Examinemos pois, sob os conceitos e argumentos de Norbert Elias, em especial, mas sem esquecer as contribuições de Max Weber e as esplêndidas análises de Jessé Souza, o nosso presente civilizatório e a questão dos nacionalismos, tão combatidos pela ideologia da banca.
Em minha opinião estamos passando por um retrocesso civilizatório.
Nem é um fato novo na história. Norberto Elias (Conocimento y Poder, La Piqueta, Madri, 1994) descrevendo a questão de gênero, na Roma antiga, menciona a posição subalterna da mulher (uma espécie de propriedade masculina) antes da expansão imperial. No auge da riqueza, para proteção das filhas da oligarquia aristocrática e administração das propriedades, as mulheres passaram a ter bens. Esta situação modificou sua condição social e mesmo “uma nova sensibilidade amorosa”, exemplificada pela relação do poeta Catulo com a aristocrática Clódia. No entanto, com a desagregação de Roma e a ascensão do cristianismo, vindo com os judeus que mantinham a mulher em condições submissas, volta a situação assimétrica dos gêneros, que perdurará por muitos séculos.
O mais recente passo atrás nacional é a decisão do Supremo Tribunal Federal (STF), mesmo sendo o Brasil um estado laico, de autorizar o ensino religioso nas escolas públicas. Não se trata de reconhecer um país que coloca a cruz de Cristo em tribunais e assembleias legislativas. Fosse apenas isso não mereceria decisão de alta corte, nem neste momento que lhe cabem julgamentos indispensáveis para tranquilidade ou intranquilidade jurídica brasileira. Para não chegar à modernidade e provocar desconfortos ideológicos fico em Immanuel Kant (1724-1804) e suas razões.
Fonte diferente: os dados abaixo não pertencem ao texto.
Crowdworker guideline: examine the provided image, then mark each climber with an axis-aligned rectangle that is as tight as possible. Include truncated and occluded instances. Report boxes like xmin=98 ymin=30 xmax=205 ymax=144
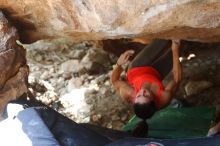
xmin=111 ymin=40 xmax=182 ymax=137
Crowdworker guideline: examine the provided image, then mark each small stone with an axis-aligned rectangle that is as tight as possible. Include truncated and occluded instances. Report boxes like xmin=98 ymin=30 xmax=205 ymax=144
xmin=92 ymin=114 xmax=102 ymax=122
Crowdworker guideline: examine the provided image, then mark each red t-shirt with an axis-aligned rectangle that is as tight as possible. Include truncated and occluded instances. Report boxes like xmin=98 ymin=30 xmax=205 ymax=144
xmin=127 ymin=66 xmax=164 ymax=109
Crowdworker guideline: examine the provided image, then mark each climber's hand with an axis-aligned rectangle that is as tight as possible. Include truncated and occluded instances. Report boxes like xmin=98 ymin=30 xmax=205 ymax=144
xmin=117 ymin=50 xmax=134 ymax=65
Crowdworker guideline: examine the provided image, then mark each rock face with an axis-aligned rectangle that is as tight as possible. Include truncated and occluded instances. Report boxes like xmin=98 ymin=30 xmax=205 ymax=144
xmin=0 ymin=13 xmax=28 ymax=114
xmin=0 ymin=0 xmax=220 ymax=42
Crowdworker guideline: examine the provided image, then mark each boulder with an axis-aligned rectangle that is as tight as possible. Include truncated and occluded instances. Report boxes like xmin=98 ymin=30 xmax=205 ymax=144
xmin=0 ymin=12 xmax=29 ymax=115
xmin=0 ymin=0 xmax=220 ymax=42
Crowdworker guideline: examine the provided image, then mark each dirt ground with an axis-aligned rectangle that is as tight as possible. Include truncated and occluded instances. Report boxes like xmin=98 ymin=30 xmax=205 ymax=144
xmin=24 ymin=40 xmax=220 ymax=130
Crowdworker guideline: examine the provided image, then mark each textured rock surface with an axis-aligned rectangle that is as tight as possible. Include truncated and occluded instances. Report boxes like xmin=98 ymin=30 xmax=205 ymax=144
xmin=0 ymin=0 xmax=220 ymax=42
xmin=0 ymin=13 xmax=28 ymax=114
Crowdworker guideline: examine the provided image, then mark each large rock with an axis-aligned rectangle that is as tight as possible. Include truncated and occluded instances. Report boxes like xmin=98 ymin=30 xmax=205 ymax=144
xmin=0 ymin=12 xmax=29 ymax=114
xmin=0 ymin=0 xmax=220 ymax=42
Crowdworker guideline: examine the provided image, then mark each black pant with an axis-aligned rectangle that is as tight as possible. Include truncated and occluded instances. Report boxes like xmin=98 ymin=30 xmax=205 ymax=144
xmin=129 ymin=39 xmax=173 ymax=79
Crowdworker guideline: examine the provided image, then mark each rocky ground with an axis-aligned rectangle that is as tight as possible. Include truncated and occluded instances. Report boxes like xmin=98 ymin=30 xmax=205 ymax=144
xmin=24 ymin=39 xmax=220 ymax=129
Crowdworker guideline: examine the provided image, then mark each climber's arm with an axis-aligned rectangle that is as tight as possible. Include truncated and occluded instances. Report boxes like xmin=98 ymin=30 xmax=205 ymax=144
xmin=110 ymin=50 xmax=134 ymax=102
xmin=158 ymin=41 xmax=182 ymax=108
xmin=110 ymin=65 xmax=134 ymax=102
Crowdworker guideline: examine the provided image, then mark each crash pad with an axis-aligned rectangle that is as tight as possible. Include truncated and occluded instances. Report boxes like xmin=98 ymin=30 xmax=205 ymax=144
xmin=123 ymin=107 xmax=215 ymax=138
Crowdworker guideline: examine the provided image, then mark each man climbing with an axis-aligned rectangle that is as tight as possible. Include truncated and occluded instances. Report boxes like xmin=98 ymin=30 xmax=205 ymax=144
xmin=111 ymin=40 xmax=182 ymax=137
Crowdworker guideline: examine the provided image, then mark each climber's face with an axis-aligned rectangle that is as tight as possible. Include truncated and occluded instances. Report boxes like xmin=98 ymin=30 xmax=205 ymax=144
xmin=135 ymin=89 xmax=154 ymax=104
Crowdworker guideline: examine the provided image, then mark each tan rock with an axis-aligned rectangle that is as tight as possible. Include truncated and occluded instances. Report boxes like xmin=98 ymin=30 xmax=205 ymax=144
xmin=0 ymin=13 xmax=29 ymax=115
xmin=0 ymin=0 xmax=220 ymax=42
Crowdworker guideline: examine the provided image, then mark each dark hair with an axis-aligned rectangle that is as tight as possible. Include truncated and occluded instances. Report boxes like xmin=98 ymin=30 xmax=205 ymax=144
xmin=132 ymin=101 xmax=157 ymax=137
xmin=133 ymin=101 xmax=157 ymax=120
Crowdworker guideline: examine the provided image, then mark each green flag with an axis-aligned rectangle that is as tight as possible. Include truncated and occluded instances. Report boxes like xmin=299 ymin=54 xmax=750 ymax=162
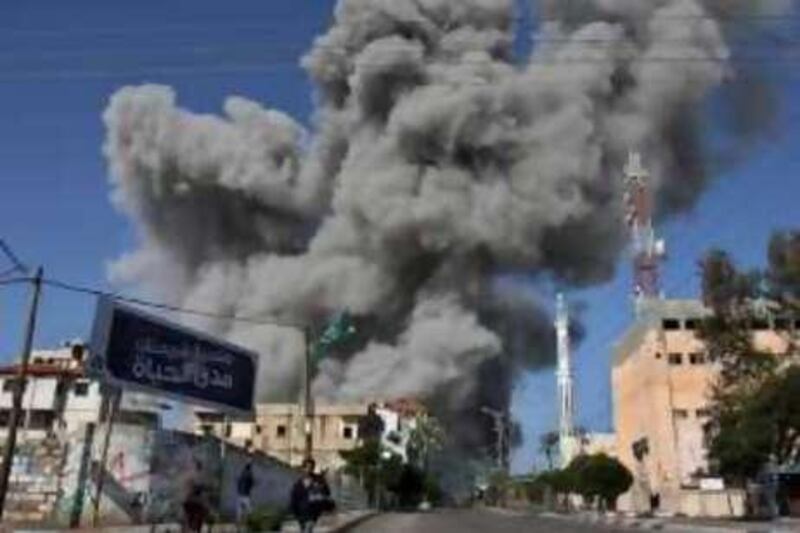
xmin=312 ymin=311 xmax=356 ymax=363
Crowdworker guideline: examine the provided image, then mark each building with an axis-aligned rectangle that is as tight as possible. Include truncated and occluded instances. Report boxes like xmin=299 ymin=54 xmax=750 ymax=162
xmin=194 ymin=403 xmax=367 ymax=470
xmin=0 ymin=343 xmax=166 ymax=442
xmin=194 ymin=400 xmax=425 ymax=471
xmin=611 ymin=299 xmax=787 ymax=515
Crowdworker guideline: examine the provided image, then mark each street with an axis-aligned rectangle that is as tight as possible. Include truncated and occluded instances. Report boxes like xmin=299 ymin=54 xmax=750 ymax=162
xmin=352 ymin=509 xmax=621 ymax=533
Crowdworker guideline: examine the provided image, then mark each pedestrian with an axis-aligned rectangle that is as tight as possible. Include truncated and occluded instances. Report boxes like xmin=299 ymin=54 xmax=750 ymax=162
xmin=289 ymin=458 xmax=335 ymax=533
xmin=183 ymin=460 xmax=208 ymax=533
xmin=236 ymin=461 xmax=256 ymax=525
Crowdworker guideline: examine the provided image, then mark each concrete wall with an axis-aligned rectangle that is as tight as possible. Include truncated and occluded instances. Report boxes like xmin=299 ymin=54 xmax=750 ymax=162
xmin=52 ymin=425 xmax=298 ymax=526
xmin=679 ymin=490 xmax=746 ymax=518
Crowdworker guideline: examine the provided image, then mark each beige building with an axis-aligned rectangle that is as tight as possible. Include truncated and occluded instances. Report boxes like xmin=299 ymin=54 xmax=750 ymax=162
xmin=611 ymin=300 xmax=791 ymax=515
xmin=0 ymin=342 xmax=168 ymax=442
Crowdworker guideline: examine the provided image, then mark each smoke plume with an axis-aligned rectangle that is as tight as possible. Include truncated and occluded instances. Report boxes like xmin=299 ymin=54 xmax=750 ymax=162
xmin=104 ymin=0 xmax=787 ymax=444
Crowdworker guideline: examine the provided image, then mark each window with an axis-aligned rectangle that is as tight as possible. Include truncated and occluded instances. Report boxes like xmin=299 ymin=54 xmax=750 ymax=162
xmin=661 ymin=318 xmax=681 ymax=330
xmin=689 ymin=352 xmax=706 ymax=365
xmin=684 ymin=318 xmax=700 ymax=330
xmin=74 ymin=381 xmax=89 ymax=396
xmin=772 ymin=317 xmax=790 ymax=331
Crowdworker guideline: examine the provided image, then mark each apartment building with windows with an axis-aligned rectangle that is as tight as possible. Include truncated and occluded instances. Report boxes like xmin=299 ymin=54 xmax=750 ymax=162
xmin=0 ymin=342 xmax=166 ymax=442
xmin=611 ymin=300 xmax=800 ymax=515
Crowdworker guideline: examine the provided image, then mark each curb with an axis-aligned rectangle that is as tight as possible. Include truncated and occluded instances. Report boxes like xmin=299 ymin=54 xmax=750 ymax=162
xmin=327 ymin=511 xmax=380 ymax=533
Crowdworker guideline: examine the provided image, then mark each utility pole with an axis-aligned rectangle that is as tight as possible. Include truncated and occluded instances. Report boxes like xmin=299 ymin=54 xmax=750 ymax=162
xmin=0 ymin=267 xmax=44 ymax=520
xmin=92 ymin=388 xmax=122 ymax=528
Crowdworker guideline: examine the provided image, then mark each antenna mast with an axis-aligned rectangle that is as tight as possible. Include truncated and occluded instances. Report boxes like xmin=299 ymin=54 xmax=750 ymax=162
xmin=625 ymin=152 xmax=666 ymax=310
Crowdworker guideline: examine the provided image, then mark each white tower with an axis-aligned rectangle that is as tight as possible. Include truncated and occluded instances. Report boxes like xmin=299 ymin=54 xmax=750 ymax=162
xmin=555 ymin=293 xmax=575 ymax=467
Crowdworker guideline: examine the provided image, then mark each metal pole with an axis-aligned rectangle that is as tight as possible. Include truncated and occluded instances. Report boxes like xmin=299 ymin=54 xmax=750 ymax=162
xmin=0 ymin=267 xmax=44 ymax=519
xmin=303 ymin=327 xmax=314 ymax=459
xmin=92 ymin=389 xmax=122 ymax=527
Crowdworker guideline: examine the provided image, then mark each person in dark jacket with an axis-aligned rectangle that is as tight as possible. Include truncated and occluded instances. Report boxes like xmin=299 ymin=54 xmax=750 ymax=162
xmin=289 ymin=458 xmax=334 ymax=533
xmin=236 ymin=462 xmax=256 ymax=524
xmin=182 ymin=460 xmax=209 ymax=533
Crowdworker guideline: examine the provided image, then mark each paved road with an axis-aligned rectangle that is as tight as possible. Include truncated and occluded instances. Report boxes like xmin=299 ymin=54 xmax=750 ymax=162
xmin=352 ymin=510 xmax=623 ymax=533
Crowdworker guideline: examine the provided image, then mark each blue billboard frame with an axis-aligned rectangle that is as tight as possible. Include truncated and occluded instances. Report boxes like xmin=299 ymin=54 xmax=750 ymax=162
xmin=87 ymin=296 xmax=258 ymax=415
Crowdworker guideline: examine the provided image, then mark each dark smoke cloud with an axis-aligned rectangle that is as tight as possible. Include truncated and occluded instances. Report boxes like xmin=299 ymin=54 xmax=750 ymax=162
xmin=104 ymin=0 xmax=786 ymax=448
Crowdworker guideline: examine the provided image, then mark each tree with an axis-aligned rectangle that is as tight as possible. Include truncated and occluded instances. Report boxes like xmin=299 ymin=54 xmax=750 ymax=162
xmin=698 ymin=231 xmax=800 ymax=486
xmin=566 ymin=453 xmax=633 ymax=509
xmin=539 ymin=431 xmax=560 ymax=470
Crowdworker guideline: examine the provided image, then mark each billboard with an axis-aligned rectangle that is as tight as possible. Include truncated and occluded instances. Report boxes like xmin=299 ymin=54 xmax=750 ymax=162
xmin=88 ymin=297 xmax=258 ymax=414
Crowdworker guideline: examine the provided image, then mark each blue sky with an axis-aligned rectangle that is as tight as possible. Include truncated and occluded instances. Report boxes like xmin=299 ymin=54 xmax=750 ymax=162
xmin=0 ymin=0 xmax=800 ymax=470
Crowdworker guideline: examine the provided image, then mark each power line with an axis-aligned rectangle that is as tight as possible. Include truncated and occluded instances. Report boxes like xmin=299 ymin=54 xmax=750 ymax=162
xmin=0 ymin=238 xmax=28 ymax=276
xmin=0 ymin=278 xmax=32 ymax=287
xmin=42 ymin=278 xmax=304 ymax=328
xmin=0 ymin=11 xmax=800 ymax=37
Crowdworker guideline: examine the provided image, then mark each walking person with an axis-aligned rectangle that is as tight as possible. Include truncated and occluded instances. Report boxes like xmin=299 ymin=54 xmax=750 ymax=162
xmin=183 ymin=460 xmax=208 ymax=533
xmin=236 ymin=461 xmax=256 ymax=526
xmin=289 ymin=458 xmax=335 ymax=533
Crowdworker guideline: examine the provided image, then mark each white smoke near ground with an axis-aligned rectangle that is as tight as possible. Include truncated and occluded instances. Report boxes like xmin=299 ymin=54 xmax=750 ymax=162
xmin=104 ymin=0 xmax=788 ymax=428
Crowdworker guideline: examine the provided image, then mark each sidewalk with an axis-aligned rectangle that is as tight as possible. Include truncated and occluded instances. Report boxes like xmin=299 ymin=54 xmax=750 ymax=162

Na “Fundamentação da Metafísica dos Costumes” vemos passar a ideia teísta da vontade de Deus, dos teólogos medievais, onde ética e moralidade eram indispensáveis para salvação do homem, depois a versão contratualista de Hobbes (1588-1679), que trata do contrato no qual a sociedade elege o Estado para as normas de sua convivência, e as paixões de David Hume (1711-1776) às quais a razão se subordina. Kant afirma que agimos de forma moral porque nós mesmos, agentes racionais, os estabelecemos livremente. O STF procura retroceder o entendimento comportamental aos tempos anteriores ao século XV, favorecendo assim uma disciplina e acomodamento, fora dos homens e da razão, que mais facilmente reagirá contra as mudanças necessárias à evolução civilizatória no Brasil.
Discorramos sobre a questão do nacionalismo dentro da ótica civilizatória e do interesse do capital financeiro internacional, a banca.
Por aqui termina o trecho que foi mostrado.